Haras

Há dias em que tudo parece dar errado e é inacreditável que no meio de um dia tão turbulento ainda ser possível viver tantas emoções.

Um turbilhão delas movia-se ferozmente na mente de Raquel, enquanto pacientemente, esperava por Júlio, que calmamente despedia-se dos amigos comuns ao final de mais uma sessão de reuniões hipócritas.

Espero você no carro Júlio, não me sinto bem, e saiu andando prazerosamente sobre saltos altíssimos imunes aos comentários que logo circulariam pelos corredores sobre o fato de saírem juntos e no mesmo carro da reunião.

Júlio a seguiu com o olhar, como sempre fazia ao término destes encontros e sabia que Raquel estava exausta daquilo tudo.

Mesmo andando em direção oposta ela sabia exatamente a impressão que causara a Júlio e sentiu ao voltar-se para onde o deixara seus lábios crispados em torno desta certeza.

Ah pensava Raquel consigo, deslizando as mãos na roupa amassada enquanto descia o elevador. Até quando iria persistir aquele clima entre eles?

Já se passaram dois anos desde que pactuaram transformar a grande paixão que os consumia na amizade que os unia desde então. Ambos canalizaram a energia para o trabalho. E pouco estiveram juntos e a sós desde então, apenas limitavam-se a diálogos sucintos e profissionais.

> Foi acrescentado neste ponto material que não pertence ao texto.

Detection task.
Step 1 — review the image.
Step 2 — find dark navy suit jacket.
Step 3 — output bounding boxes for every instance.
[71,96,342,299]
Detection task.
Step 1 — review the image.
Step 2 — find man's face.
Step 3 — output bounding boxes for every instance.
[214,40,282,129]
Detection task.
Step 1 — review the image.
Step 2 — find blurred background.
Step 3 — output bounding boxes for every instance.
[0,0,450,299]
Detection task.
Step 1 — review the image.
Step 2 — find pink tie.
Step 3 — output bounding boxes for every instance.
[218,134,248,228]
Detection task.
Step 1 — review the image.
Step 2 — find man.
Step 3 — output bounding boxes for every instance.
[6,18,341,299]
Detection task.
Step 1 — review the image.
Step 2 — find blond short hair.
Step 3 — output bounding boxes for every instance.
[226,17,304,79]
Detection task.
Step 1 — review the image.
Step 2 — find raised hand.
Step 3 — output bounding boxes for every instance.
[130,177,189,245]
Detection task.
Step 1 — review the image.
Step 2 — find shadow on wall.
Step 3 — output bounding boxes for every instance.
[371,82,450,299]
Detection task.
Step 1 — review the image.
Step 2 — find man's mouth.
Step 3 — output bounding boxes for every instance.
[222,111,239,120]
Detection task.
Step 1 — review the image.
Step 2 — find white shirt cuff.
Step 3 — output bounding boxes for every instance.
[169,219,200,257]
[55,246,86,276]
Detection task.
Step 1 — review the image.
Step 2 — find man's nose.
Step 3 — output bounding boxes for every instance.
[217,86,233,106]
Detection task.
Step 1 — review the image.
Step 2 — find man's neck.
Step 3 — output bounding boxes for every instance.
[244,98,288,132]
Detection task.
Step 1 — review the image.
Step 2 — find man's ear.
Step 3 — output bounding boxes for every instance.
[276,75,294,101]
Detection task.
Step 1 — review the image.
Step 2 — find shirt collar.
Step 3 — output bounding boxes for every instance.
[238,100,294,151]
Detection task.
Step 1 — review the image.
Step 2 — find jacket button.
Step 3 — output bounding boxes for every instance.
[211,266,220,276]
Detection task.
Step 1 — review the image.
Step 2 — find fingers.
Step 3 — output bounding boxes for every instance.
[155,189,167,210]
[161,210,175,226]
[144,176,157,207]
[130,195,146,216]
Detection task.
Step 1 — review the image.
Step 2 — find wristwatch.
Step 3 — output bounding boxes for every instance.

Mas naquele dia ambos desfrutavam do mesmo cansaço, da mesma e sempre cumplicidade que os atava a despeito do tempo e das pouquíssimas vezes que se encontravam.

Estavam enojados da hipocrisia que os rodeava, mas enfim até pensar nisso era irritante, ao menos naquele instante.

Raquel estivera prestes a declinar do convite, quando um Júlio moreno e afogueado entrou no carro praguejando baixinho, palavras que só ele entendia, mas que ela sempre captara o significado na simples expressão do olhar.

Como se entendiam! E como ela gostava desta mútua compreensão. Júlio olhou-a enquanto manobrava o carro e disse: moça! Posso raptar você hoje à tarde? Raquel sorrira afinal o não inexistia, pois Júlio já parecia ter planejado tudo.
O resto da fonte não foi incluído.